JVM GC Death Spiral

critical

Resource ContentionUpdated Jan 22, 2025

High garbage collection pressure on TaskManagers causes processing slowdowns that create backpressure, increased state size, and eventually full GC pauses lasting minutes.

Sources

Troubleshooting Apache Flink Applications: Identifying Bottlenecksmedium.com

Troubleshoot performance issues - Managed Service for Apache Flinkdocs.aws.amazon.com

Monitoring Large-Scale Apache Flink Applications, Part 2www.ververica.com

Technologies:

Apache FlinkThe root cause of this issue originates in Apache Flink

KubernetesKubernetes metrics correlate with this issue and help confirm diagnosis

How to detect:

Monitor flink_taskmanager_status_jvm_memory_heap_used approaching flink_taskmanager_status_jvm_memory_heap_max. Correlate with increasing GC time and decreasing throughput (flink_operator_recordsoutpersec). When heap usage exceeds 85% and GC time grows while throughput drops, a GC spiral is imminent.

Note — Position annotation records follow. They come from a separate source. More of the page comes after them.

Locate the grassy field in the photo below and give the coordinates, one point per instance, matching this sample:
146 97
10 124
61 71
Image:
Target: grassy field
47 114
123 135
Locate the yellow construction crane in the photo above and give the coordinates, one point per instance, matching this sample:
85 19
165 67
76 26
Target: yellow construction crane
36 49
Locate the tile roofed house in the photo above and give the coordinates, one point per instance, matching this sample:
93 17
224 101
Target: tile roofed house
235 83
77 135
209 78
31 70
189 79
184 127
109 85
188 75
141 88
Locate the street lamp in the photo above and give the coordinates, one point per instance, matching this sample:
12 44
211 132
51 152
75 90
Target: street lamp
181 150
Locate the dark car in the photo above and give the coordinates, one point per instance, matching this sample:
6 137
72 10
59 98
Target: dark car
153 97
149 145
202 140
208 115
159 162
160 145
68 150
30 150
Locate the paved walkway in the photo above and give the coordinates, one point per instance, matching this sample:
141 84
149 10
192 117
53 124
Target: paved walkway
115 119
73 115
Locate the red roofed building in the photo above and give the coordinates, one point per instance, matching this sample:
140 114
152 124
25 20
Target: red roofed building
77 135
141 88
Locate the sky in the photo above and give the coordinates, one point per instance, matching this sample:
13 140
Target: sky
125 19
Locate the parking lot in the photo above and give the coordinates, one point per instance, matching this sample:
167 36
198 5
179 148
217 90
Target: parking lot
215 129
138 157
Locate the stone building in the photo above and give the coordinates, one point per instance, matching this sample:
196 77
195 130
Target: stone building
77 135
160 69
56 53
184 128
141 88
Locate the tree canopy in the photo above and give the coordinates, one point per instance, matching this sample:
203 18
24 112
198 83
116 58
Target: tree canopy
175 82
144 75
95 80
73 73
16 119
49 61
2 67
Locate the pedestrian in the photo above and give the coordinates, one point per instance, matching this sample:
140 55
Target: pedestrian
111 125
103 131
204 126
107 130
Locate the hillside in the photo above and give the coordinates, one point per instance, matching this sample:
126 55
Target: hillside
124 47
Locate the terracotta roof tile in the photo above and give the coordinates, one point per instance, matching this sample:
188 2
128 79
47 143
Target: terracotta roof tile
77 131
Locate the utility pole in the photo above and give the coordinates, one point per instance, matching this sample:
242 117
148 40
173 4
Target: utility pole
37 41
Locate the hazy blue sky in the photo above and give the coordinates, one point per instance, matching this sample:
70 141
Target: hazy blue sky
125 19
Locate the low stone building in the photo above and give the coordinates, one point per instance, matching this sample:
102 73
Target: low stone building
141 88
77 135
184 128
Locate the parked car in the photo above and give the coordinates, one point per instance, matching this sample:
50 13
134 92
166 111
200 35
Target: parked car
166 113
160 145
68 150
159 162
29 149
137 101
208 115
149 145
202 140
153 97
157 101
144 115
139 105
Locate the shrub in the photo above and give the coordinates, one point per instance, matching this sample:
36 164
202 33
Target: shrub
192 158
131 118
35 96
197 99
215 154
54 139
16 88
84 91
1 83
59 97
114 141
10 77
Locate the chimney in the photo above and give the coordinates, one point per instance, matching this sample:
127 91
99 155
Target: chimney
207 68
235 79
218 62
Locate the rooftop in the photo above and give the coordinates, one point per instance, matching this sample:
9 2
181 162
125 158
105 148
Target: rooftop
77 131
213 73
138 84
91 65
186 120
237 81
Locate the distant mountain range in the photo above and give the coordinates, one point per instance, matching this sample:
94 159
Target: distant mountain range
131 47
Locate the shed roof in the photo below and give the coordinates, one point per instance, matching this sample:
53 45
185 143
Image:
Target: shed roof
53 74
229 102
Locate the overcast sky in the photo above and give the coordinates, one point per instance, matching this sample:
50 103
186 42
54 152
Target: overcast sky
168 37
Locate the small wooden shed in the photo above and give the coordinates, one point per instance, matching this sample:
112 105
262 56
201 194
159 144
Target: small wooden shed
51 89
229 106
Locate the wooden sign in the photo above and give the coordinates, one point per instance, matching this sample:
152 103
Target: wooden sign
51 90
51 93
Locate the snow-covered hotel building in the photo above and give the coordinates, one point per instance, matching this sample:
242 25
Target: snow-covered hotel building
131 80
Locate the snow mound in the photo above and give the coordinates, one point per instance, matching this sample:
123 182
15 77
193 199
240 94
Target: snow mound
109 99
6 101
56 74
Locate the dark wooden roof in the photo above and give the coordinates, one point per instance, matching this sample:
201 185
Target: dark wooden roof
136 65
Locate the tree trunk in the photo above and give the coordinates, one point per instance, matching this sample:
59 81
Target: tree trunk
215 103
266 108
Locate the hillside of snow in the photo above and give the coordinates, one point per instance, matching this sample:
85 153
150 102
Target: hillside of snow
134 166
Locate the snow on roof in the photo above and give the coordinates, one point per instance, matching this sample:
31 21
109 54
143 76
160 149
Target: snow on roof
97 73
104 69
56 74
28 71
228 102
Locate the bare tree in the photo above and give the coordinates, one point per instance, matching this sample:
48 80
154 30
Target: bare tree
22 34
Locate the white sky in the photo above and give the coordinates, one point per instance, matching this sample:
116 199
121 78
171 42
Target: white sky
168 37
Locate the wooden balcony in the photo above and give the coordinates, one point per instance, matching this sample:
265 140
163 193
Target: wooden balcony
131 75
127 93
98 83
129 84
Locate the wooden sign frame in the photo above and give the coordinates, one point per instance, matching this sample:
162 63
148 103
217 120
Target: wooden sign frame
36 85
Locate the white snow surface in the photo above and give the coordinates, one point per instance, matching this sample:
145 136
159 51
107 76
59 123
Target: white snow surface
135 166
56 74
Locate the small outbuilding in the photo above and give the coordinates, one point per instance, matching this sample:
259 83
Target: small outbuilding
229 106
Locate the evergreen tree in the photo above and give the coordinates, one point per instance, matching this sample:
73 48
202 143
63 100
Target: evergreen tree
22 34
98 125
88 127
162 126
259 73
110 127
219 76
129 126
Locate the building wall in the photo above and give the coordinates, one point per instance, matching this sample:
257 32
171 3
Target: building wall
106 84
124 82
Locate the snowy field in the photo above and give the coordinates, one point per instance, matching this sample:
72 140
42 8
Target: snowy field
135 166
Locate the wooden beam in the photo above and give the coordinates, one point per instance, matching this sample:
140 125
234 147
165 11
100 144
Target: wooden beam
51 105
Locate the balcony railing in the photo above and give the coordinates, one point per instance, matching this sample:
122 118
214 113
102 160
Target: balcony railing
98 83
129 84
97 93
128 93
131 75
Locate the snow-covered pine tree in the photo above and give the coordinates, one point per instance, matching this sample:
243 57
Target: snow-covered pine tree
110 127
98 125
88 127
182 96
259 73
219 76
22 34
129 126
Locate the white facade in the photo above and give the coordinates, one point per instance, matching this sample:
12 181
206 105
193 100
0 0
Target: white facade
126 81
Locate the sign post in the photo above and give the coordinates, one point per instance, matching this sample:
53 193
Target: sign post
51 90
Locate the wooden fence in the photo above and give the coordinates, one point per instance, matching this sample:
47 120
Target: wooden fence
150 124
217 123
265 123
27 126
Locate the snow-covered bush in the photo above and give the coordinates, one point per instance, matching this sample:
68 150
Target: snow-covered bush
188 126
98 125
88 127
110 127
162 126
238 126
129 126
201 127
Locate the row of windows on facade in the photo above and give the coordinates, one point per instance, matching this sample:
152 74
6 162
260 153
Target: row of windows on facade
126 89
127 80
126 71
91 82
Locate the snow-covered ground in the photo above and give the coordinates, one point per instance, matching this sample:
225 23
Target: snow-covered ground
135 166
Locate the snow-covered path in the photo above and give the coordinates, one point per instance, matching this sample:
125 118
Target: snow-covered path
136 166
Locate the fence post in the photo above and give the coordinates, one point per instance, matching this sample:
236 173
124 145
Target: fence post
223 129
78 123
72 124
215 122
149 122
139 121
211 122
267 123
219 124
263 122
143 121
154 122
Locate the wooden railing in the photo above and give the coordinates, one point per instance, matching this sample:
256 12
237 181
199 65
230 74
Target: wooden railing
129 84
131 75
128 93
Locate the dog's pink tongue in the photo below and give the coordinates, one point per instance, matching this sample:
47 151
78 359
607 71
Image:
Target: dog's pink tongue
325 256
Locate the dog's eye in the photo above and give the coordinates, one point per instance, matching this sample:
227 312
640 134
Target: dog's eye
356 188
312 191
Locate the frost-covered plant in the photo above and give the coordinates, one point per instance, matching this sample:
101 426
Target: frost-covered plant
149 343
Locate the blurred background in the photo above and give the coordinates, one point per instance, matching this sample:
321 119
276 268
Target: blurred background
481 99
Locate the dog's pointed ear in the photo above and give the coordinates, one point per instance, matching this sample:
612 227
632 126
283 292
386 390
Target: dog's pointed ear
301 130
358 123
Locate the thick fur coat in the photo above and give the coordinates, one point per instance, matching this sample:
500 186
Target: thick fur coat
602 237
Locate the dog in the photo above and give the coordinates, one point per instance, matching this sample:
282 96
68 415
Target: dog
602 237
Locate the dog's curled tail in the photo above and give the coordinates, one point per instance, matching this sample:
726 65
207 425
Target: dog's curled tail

This is especially critical for jobs using HashMap state backend which stores state on-heap.

Recommended action:

For heap-based state backends, switch to RocksDB to move state off-heap. Review state retention policies to prevent unbounded growth. Check for memory leaks in user code (not disposing threads/objects). Increase TaskManager memory allocation if legitimate state growth. Monitor individual TaskManager memory via container_memory_working_set_bytes before JVM limits are hit.